Thursday, September 20, 2007

Worth Your Valuable Time



If either Ben or Jerry (hell, or both) are looking for a husky male sex-slave to do their awful, perverted bidding, as well as some light typing and general office work, I'd like to put in my application. I'd also like to mention that it would be perfectly acceptable to pay me for my duties exclusively in this new flavor of ice cream, which tastes exactly like a Cinnabon and makes me feel like a newly-arrived citizen of Delicioustown.

NOTE: Delicioustown is the capital of the great state of Tastychucettes, which is located squarely in the heartland of The United States Of Mmmm. Which, of course, is but one of the seven continents on Planet Yumtastic. Anyway, who's up for ice cream?

2ND NOTE: WHEEEEEEE, SUGAR RUSH, WHEEEEEEE!!!

13 Comments:

Anonymous Anonymous said...

I have to say sometimes I wonder about you.

10:44 PM  
Blogger Clinton said...

What, David? What is it exactly that you wonder about me? Please, do go on...

10:56 PM  
Blogger Jeff said...

Is there anything Ben and Jerry can't turn into a delicious ice cream flavor?

12:14 AM  
Anonymous Anonymous said...

I wonder why a very talented somewhat cute writer like you would have to resort to being a sex slave for ice cream when because of your amazing talent you should be getting paid gazillions of dollars and would merely send some flunky stooge (maybe stew) to the store to get whatever you wanted with the thousand dollar bill you threw at him telling to keep the change because your great success as a writer has made it possible for you to have millions of those same bills lying around so many in fact that that is what you take to work to wipe your hiney with if of course you were still working there which obviously you wouldn’t have to unless it was to merely torment your bosses with being the most ineffective data input person in the entire world because you knew you really did not have tot be there because it only takes you a couple of hours to type out bestsellers so that is why I sometimes wonder about you and how unfair the universe is for not recognizing your amazing ability and amazing body. Does that answer your question?

12:52 AM  
Blogger Clinton said...

Jeff... The only dud I've EVER had from Ben & Jerry's was their "Movie Theater" flavor that had, like, popcorn pieces in it or something. That was just bizarre. Otherwise, no, they are golden.
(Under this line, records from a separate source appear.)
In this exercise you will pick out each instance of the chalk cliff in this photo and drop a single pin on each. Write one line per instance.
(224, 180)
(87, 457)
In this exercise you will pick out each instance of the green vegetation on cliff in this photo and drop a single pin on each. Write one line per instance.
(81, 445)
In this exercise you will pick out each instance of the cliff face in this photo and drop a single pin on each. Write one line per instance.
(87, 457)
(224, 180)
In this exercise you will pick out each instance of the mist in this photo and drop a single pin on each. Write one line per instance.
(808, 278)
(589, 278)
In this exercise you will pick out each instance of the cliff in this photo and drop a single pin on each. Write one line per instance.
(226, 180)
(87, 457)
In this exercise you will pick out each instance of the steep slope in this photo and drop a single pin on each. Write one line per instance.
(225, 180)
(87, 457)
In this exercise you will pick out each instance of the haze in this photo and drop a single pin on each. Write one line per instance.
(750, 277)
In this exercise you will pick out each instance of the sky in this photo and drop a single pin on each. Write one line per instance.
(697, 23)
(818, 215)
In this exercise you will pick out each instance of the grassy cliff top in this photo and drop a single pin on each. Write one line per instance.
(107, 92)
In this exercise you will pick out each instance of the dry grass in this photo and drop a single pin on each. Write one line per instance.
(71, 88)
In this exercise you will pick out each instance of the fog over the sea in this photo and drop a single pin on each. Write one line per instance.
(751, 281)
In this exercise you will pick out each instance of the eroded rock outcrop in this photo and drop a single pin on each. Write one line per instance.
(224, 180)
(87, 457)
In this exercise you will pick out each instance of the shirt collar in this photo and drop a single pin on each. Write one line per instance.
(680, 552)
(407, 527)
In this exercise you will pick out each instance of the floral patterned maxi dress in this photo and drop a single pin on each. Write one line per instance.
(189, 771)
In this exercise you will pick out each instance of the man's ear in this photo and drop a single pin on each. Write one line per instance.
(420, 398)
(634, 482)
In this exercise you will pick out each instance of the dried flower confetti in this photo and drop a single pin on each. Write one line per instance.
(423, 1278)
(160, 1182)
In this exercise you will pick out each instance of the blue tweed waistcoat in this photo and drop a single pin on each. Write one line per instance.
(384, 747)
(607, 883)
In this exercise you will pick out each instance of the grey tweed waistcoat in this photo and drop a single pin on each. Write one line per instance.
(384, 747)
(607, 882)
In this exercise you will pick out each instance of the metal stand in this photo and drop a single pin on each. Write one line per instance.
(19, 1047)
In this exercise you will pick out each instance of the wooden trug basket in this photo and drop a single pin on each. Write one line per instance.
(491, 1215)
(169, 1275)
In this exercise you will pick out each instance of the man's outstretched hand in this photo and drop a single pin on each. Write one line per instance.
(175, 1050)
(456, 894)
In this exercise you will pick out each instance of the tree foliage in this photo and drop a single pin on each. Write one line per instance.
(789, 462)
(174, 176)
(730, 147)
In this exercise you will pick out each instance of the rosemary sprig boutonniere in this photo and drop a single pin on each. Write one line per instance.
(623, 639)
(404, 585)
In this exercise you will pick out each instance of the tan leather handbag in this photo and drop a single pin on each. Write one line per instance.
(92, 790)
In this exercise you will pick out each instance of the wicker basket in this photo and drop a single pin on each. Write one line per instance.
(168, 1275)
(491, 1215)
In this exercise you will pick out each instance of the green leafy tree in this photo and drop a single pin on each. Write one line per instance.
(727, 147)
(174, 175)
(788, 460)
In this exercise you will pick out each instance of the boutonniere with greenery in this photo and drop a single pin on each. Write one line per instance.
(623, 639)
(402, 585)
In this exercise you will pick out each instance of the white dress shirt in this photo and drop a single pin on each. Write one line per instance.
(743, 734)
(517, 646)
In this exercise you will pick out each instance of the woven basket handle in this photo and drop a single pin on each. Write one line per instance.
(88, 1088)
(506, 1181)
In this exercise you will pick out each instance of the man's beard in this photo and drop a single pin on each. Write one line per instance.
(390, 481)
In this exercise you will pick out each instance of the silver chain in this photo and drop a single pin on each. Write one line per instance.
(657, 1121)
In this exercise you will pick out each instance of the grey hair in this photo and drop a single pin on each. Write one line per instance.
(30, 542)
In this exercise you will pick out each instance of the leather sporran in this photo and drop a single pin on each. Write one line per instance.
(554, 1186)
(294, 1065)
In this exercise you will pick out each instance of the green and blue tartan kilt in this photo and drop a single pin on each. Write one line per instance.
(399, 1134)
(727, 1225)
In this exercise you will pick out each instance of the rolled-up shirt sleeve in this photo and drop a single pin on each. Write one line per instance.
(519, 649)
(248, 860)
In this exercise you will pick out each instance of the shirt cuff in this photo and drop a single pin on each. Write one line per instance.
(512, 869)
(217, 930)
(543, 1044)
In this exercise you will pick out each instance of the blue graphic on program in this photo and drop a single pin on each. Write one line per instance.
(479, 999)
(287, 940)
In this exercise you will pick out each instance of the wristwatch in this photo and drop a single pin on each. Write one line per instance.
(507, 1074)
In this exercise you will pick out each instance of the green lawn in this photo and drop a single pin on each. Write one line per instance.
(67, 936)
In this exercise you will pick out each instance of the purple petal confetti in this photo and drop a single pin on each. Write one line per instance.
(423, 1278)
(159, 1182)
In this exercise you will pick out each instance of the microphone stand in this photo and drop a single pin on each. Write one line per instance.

David... Yes it did answer my question, albeit in the creepiest way possible. Dude, punctuation was invented so we don't all sound like a serial killer's diary.

8:27 AM  
Blogger Sally Tomato said...

I'm running to the store right now.

10:33 AM  
Anonymous Anonymous said...

ah, boy(friend)'s favorite ice cream of the moment.

*shudder*

11:52 AM  
Blogger stew said...

I'm a girl. A flunky stooge girl. Thank you.

2:50 PM  
Blogger Clinton said...

Stew... Not sure why David felt the need to bring you into his weirdness. Sorry about that; it's like being struck by the shrapnel of an exploding freak-bomb that was meant for me.

2:55 PM  
Anonymous Anonymous said...

Hey, David...If you want a piece of Clint it's $200 an hour.

Let's make a deal.

3:33 PM  
Anonymous Anonymous said...

$200 that's it???

4:01 PM  
Anonymous Anonymous said...

Sorry stew did not mean to offend.

4:03 PM  
Blogger stew said...

that's ok, I would love to be a flunky stooge. It would totally be a career step up. I don't mind. but I'm just kind of sensitive about being taken for a guy. On account of my flat chest and mustache and all.